While relaxing on the couch after a long day of work, watching your favourite sport of choice as an escape from your nine-to-five, have you ever stopped to think about where the money that backs popular sport comes from?
Until recently, I certainly hadn’t. But, a new term being thrown around in the sporting world has piqued my interest and encouraged me to look at sports sponsorships with a more discerning eye: sportwashing.
The word is defined as the “practice of an organization, government, or country supporting sport or organizing sports events as a way to improve its reputation.”
The most recent instance of this reputation laundering that made headlines came earlier this month when
The PGA Tour signed an agreement with the Saudi-backed organization LIV Golf to form a larger golf enterprise.
Former world number one golfer Rory McIlroy was openly critical of LIV Golf when the organization was poaching his fellow competitors for their league last year, accusing them of “taking the easy way out.” A divide was created in golf, with some athletes deciding to betray tradition and take the big paycheque that the Saudi-backed league had to offer.
Now, McIlroy said he feels like a sacrificial lamb after the PGA did a reversal and agreed on the merger.
The Kingdom of Saudi Arabia has been investing in sports as part of Crown Prince Mohammed bin Salman’s ‘Vision 2030’ initiative, a document which outlines the kingdom’s plan to follow a “trans formative economic and social reform blueprint that is opening Saudi Arabia up to the world.”
Vision 2030 looks to reduce the kingdom’s dependence on oil, and investment is of course primarily for profit, but some have argued that its investment in sports like golf aims to improve its global image and veil its human rights record.
9/11 Families United, an organization consisting of family members of those murdered in the terrorist attacks of Sept. 11, 2001, has been vocal after news of the merger between the PGA and LIV Golf broke. The group has been critical of PGA Commissioner Jay Monahan, accusing him of going back on his word after he co-opted claims of Saudi sportwashing.

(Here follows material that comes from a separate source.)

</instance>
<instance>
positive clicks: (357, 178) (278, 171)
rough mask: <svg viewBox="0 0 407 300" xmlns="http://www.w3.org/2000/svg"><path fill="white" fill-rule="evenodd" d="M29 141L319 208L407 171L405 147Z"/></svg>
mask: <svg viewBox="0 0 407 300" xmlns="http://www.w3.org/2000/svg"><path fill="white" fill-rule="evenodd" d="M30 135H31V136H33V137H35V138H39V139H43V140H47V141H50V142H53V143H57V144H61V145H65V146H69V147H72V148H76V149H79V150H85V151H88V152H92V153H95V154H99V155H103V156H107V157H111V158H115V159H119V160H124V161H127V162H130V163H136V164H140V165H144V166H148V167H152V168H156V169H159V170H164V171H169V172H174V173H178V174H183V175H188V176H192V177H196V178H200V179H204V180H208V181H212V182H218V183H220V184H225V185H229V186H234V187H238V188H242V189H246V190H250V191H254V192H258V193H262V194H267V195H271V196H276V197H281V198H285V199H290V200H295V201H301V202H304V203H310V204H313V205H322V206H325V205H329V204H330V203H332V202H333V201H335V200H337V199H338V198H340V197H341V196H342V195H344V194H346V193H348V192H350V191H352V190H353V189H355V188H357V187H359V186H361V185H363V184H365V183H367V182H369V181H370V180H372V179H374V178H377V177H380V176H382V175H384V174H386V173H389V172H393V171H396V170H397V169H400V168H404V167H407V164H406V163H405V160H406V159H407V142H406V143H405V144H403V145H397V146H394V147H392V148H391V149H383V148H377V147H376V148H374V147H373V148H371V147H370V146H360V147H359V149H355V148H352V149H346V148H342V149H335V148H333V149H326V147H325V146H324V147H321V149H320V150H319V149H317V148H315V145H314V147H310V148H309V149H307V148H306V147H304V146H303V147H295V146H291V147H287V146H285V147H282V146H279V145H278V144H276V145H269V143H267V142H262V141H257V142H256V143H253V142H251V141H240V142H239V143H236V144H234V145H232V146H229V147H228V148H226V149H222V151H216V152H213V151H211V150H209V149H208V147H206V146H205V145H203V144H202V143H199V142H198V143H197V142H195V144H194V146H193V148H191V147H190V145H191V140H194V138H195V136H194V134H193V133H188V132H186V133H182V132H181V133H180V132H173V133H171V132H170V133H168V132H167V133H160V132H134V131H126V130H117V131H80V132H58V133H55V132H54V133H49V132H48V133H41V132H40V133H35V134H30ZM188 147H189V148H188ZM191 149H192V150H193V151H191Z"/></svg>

“Now the PGA and Monahan appear to have become just more paid Saudi shills, taking billions of dollars to cleanse the Saudi reputation so that Americans and the world will forget how the Kingdom spent their billions of dollars before 9/11 to fund terrorism, spread their vitriolic hatred of Americans, and finance al Qaeda and the murder of our loved ones,” wrote 9/11 Families United in a statement earlier this month.
However, it isn’t just countries and kingdoms that have been accused of using sport to obscure their questionable decisions.
A recent study from Badvertising, a campaign to stop adverts and sponsorships fuelling climate change, demonstrates how high-carbon sponsors, like car and airline companies, are also sportwashing their negative impacts on snowfall.
Imagine seeing an advertisement for cigarettes at your local hockey arena. Because cigarettes actively impede our ability to breathe and play sports, wouldn’t that feel wrong? Their report released in February 2023, titled The Snow Thieves, argues that the same line of thinking should be applied to fossil fuel advertising in winter sports.
The report demonstrated how appealing the clean, healthy outdoor image of winter sports are for major polluters looking to advertise and identified 107 high-carbon sponsorship deals with skiing organizations, event organizers, teams and individual athletes.
The world’s biggest cross-country ski race, Vasaloppet, was sponsored by Preem, a Swedish energy company, and Volvo, a car manufacturer. According to the reports, these two companies alone are estimated to be responsible for the loss of 1,260 million tonnes of glacier ice each year, or 210 square kilometres of snow cover.
The report goes on to estimate that the automobile sector, one of the main carbon polluters fuelling negative climate change, accounted for $1.285 billion in sports-related sponsorships in 2018, roughly 64 per cent of all sponsorship money in sports at that time.
These are just a few examples of supposed sportwashing. The term itself is relatively new, but it’s a phenomenon that has arguably existed since the time of the Second World War when Mussolini’s fascist Italy hosted the 1934 World Cup.
Sport plays an important role in culture, and deciding whether or not you care who funds the sports you and your family enjoy could be an important question to ask yourself as you move forward.
Josh Piercey is the editor of the Revelstoke Review.